Het is het college uit de stukken niet gebleken dat verweerster de van haar verwachte verantwoordelijkheid, integriteit en deskundigheid alsmede het vereiste respect niet in acht heeft genomen. Nu de aanmelding van H. nog niet in het teamoverleg was besproken en de P. nog niet akkoord was gegaan met de aanmelding was nog niet aan de orde dat verweerster aan beide ouders de voorwaarden had moeten overhandigen, toestemming had moeten verzoeken, en had moeten wijzen op het inzage- en blokkeringsrecht bij een eventueel uit te brengen schriftelijke rapportage. In artikel III.3.2.15 van de beroepscode wordt aangegeven dat een rapportage aan een derde in de regel schriftelijk wordt uitgebracht. Nog daargelaten dat een mondelinge rapportage op grond van dit artikel niet wordt uitgesloten betreft dit artikel het uitbrengen van een rapportage in opdracht van cliënt of een derde, waarvan in de onderhavige situatie geen sprake is geweest.

5.4

Gelet op het voorgaande is de klacht kennelijk ongegrond, althans van onvoldoende gewicht, en zal als volgt worden beslist”.

3. Vaststaande feiten en omstandigheden

Voor de beoordeling van het hoger beroep gaat het Centraal Tuchtcollege uit van de feiten en omstandigheden zoals deze zijn vastgesteld door het Regionaal Tuchtcollege en hiervoor zijn weergegeven onder 2.1.

4. Beoordeling van het hoger beroep

Procedure

4.1. In hoger beroep heeft klager, onder aanvoering van negen grieven, zijn klacht herhaald en nader toegelicht en geconcludeerd tot vernietiging van de beslissing waarvan beroep.
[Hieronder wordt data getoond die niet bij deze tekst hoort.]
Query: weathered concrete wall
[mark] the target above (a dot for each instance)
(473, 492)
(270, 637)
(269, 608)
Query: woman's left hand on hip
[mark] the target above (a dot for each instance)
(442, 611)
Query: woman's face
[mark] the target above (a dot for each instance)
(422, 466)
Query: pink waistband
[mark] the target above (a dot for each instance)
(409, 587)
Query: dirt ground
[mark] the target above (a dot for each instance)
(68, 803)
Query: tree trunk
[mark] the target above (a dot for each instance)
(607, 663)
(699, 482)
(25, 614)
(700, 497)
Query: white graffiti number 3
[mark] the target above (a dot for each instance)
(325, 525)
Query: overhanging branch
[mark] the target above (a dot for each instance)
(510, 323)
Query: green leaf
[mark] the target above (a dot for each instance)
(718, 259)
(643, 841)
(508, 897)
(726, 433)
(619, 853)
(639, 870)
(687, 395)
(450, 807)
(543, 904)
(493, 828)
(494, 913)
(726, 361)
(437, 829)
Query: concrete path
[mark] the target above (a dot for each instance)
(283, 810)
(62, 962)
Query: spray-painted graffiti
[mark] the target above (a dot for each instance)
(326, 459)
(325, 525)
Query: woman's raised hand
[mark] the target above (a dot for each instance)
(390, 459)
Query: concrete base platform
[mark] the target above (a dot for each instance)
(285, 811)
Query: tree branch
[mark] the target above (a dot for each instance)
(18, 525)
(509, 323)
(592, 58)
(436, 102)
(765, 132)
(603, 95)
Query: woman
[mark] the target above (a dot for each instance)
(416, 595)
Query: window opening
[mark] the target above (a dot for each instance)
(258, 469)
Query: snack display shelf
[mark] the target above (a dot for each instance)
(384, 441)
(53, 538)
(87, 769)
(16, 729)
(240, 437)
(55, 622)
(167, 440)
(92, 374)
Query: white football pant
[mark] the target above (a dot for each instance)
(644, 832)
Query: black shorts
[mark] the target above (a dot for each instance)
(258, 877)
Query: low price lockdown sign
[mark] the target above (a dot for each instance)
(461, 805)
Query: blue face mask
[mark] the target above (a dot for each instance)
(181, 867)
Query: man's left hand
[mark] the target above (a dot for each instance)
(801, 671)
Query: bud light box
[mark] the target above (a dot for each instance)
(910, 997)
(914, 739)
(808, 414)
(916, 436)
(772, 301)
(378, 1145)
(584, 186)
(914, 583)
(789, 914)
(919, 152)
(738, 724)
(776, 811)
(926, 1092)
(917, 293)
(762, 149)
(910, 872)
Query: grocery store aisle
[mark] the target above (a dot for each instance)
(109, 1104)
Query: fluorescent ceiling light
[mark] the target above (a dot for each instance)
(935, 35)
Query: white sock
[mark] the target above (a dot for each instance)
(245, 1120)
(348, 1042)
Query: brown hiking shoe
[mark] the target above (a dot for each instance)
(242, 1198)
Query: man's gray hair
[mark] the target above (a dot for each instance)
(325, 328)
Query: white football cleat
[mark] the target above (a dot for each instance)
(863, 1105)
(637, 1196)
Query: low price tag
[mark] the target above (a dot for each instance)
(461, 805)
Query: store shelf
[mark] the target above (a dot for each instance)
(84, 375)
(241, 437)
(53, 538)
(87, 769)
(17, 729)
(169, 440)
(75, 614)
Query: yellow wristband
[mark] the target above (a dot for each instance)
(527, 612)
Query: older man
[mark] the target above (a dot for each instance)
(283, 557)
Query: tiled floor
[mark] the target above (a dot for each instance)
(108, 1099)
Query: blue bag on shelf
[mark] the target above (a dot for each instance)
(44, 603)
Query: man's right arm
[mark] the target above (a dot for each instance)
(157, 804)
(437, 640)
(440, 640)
4.2. De gz-psycholoog heeft gemotiveerd verweer gevoerd en geconcludeerd tot verwerping van het beroep.

Beoordeling

4.3. Het in het beroepschrift gestelde en de uitgebreide toelichting van klager ter zitting heeft geen ander licht op de zaak geworpen, behoudens dat het Centraal Tuchtcollege – anders dan het Regionaal Tuchtcollege – niet is gebleken dat de gz-psycholoog haar geheimhoudingsplicht heeft geschonden. De gz-psycholoog heeft desgevraagd ter zitting verklaard dat zij aan de gezinsvoogd slechts heeft bevestigd hetgeen de gezinsvoogd reeds van de echtgenote van klager had vernomen, te weten dat de zoon niet in behandeling zou worden genomen gezien de complexiteit van de situatie. Dat betekent dat de beslissing van het Regionaal Tuchtcollege in stand kan blijven en dat het beroep daartegen zal worden verworpen.

5. Beslissing

Het Centraal Tuchtcollege voor de Gezondheidszorg:

verwerpt het beroep.

Deze beslissing is gegeven door: mr. C.H.M. van Altena, voorzitter, mr. P.J. Wurzer en

mr. L.F. Gerretsen-Visser, leden-juristen en drs. G.A.M. Mensing en drs. R.M.H. Schmitz, leden-beroepsgenoten en mr. B.J. Broekema-Engelen, secretaris, en uitgesproken ter openbare zitting van 24 juni 2014. Voorzitter w.g. Secretaris w.g.